Systematic protein complex profiling and differential analysis from co-fractionation mass spectrometry data

Protein complexes, macro-molecular assemblies of two or more proteins, play vital roles in numerous cellular activities and collectively determine the cellular state. Despite the availability of a range of methods for analysing protein complexes, systematic analysis of complexes under multiple conditions has remained challenging. Approaches based on biochemical fractionation of intact, native complexes and correlation of protein profiles have shown promise, for instance in the combination of size exclusion chromatography (SEC) with accurate protein quantification by SWATH/DIA-MS. However, most approaches for interpreting co-fractionation datasets to yield complex composition, abundance and rearrangements between samples depend heavily on prior evidence. We introduce PCprophet, a computational framework to identify novel protein complexes from SEC-SWATH-MS data and to characterize their changes across different experimental conditions.
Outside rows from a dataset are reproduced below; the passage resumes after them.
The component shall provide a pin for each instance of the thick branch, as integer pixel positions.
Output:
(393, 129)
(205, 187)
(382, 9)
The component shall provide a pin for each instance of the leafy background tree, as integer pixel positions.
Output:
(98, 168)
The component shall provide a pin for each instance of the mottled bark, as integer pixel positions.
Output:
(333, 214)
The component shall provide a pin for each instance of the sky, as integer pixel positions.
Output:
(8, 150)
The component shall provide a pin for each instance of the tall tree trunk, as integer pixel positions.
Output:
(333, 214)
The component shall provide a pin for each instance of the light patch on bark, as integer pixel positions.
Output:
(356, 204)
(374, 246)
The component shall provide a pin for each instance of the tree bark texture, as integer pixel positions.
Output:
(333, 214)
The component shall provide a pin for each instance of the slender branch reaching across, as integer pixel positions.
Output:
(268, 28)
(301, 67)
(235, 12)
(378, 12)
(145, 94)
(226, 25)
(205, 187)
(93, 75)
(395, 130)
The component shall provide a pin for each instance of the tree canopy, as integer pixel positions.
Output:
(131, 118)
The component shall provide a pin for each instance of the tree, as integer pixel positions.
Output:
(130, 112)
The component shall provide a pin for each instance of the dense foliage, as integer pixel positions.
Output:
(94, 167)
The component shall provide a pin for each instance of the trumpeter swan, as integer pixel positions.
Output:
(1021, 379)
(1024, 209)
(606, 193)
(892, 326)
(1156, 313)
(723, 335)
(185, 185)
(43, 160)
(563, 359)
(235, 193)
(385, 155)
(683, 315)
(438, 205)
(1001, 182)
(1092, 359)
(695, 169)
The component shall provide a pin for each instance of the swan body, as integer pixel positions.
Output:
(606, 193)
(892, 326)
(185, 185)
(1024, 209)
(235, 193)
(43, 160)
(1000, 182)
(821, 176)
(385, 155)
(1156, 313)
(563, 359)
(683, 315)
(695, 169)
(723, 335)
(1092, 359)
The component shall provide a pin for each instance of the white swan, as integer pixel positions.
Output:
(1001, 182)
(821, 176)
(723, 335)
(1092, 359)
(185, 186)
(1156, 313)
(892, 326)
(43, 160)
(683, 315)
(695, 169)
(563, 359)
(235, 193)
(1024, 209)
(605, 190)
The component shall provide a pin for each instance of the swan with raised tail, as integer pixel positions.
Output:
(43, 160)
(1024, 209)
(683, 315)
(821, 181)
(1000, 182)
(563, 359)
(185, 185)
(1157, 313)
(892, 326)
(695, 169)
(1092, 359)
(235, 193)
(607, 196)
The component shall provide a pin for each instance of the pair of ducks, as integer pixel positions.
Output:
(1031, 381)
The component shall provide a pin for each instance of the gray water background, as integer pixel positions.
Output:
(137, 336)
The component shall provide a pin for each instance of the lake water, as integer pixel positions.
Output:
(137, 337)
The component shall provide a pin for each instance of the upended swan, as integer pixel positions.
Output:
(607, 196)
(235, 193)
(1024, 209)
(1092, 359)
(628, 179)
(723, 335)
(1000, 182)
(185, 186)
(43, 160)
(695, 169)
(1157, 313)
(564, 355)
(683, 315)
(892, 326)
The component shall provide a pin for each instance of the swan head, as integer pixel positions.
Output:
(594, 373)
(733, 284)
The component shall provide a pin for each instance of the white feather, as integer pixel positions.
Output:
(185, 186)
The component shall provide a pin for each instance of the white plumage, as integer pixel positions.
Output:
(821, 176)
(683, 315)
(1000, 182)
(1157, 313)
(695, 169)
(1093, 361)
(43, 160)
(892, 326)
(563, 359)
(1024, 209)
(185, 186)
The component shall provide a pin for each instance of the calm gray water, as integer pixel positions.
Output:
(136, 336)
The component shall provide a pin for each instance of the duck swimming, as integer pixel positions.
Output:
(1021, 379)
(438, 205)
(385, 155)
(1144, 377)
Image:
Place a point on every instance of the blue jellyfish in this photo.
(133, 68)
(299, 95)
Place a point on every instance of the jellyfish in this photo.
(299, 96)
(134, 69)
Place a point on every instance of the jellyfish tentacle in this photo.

We demonstrate accurate prediction of protein complexes (AUC >0.99 and accuracy around 97%) via five-fold cross-validation on SEC-SWATH-MS data, show improved performance over state-of-the-art approaches on multiple annotated co-fractionation datasets, and describe a Bayesian approach to analyse altered protein-protein interactions across conditions. PCprophet is a generic computational tool consisting of modules for data pre-processing, hypothesis generation, machine-learning prediction, post-prediction processing, and differential analysis. It can be applied to any co-fractionation MS dataset, independent of separation or quantitative LC-MS workflow employed, and to support the detection and quantitative tracking of novel protein complexes and their physiological dynamics.